Standing face to face with the angles, I dream of an easy out. I crave what others have craved before: someone to come down from the sky and tell me the truth. I imagine the ghosts of Borglum’s women angels descending to give me the tale of their death, raising their voices accompanied by a holy host of handbells.
…
Someone is singing in the nave of the cathedral. A man in a wheelchair sits with his head bent low over a huddle of memorial candles. His tune is cheerful; the scene is unbearably drear. The acoustics of the cathedral carry his mournful voice all the way to where I am racing around the chapels, a screenshot of the ebook of A Guide to the Cathedral Church of Saint John the Divine in the City of New York in hand.
With the help of my written guide, I do my best to locate the Angels of the Annunciation and Resurrection, tucked into the upper wall of the Chapel of St. Savior. They have thick beards and are dressed in masculine robes. Wherever the feminine angels lie—shattered and plowed into the earth, or within their new masculine counterparts—these are the angels that remain with us.
Above the altar at the end of the Chapel of St. Savior is another statue that has caused gender-chaos in the church. Christa depicts a female Jesus Christ, a woman’s naked body with arms splayed open in the crucifixion. She was sculpted in clay and cast in bronze in the mid 1970s by Edwina Sandys for the United Nations’ Decade for Women. When the statue was first displayed in the Cathedral in 1984, the church received so much hate mail accusing the statue of desecration that Sandys was ultimately asked to take the statue back. But what was once sacrilege has become more acceptable. Christa returned to the Cathedral in 2016.
In the Chapel next door, Borglum’s statues of important British Theologians line the walls.

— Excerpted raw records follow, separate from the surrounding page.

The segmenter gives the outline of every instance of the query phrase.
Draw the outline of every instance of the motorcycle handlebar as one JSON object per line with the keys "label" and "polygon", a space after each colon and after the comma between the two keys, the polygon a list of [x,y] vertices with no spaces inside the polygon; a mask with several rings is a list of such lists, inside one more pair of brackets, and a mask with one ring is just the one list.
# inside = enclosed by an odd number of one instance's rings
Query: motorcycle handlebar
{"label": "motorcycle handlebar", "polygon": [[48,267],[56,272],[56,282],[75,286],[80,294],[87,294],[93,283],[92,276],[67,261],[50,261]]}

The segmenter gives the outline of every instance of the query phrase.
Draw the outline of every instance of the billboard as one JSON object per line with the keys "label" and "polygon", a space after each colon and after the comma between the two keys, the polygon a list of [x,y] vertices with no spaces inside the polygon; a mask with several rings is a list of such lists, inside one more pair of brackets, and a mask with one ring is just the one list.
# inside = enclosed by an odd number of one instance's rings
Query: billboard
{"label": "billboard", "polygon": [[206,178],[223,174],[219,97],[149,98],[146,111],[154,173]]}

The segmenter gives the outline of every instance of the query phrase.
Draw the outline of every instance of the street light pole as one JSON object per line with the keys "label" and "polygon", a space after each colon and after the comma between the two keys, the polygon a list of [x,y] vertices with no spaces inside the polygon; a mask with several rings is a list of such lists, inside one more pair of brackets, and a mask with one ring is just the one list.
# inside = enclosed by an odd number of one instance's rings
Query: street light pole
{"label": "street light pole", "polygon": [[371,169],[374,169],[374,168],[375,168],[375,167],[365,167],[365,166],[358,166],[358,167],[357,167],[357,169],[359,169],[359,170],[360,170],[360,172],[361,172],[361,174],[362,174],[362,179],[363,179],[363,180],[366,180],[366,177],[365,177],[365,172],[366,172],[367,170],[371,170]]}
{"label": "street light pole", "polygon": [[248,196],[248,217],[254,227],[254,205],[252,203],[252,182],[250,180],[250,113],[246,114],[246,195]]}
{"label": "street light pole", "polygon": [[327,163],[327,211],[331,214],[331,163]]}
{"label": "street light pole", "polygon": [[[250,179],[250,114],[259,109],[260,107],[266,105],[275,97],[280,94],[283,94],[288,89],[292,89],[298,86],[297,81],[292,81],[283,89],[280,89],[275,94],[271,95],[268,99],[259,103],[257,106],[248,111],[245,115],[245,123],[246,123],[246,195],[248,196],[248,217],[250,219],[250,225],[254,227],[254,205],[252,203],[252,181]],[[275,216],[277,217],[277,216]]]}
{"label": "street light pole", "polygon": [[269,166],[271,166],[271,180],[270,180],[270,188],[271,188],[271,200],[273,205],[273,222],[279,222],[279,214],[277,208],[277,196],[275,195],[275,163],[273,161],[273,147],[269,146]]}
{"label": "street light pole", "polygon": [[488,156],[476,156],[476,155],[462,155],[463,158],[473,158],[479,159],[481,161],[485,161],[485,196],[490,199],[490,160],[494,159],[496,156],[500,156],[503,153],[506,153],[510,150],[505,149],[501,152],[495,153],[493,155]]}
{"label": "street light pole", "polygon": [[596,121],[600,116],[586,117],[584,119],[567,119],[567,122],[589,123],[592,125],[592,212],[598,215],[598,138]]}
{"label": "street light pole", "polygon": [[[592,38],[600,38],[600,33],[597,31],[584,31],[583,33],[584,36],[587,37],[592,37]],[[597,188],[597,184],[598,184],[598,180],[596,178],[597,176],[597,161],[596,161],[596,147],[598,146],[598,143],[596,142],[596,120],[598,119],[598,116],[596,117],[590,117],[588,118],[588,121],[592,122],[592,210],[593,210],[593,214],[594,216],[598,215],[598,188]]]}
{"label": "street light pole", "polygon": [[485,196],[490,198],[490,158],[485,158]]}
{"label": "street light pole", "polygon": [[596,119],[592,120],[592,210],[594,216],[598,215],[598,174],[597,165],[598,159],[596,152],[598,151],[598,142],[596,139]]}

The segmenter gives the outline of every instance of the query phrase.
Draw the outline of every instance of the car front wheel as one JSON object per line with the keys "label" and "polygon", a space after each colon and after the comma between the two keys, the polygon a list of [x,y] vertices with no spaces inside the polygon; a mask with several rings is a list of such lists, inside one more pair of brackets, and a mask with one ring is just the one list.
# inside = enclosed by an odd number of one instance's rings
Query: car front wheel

But the centerpiece of this chapel is Keith Haring’s Life of Christ triptych. The altarpiece was his last piece, finished just weeks before he died of AIDS in February of 1990. Haring’s angels are androgynous figures too, flitting about the sky. Like Borglum’s angels, these ones capture an image of holy messengers. They are hopeful, brave angels, imagined as Haring approached death.
At night, when the memorial candles have drowned in their own wax, the statues wait together unbothered by the dark. I imagine Sandys’ Christa, Haring’s Life of Christ, and Borgulm’s Angels are all friends, evidence from the violent struggles of the past over what should be remembered, and what does or doesn’t get to be imagined as divine. They await the controversial angels of the present, who perhaps are still being immortalized in strong materials by flawed artists trying, and failing, to deliver truth.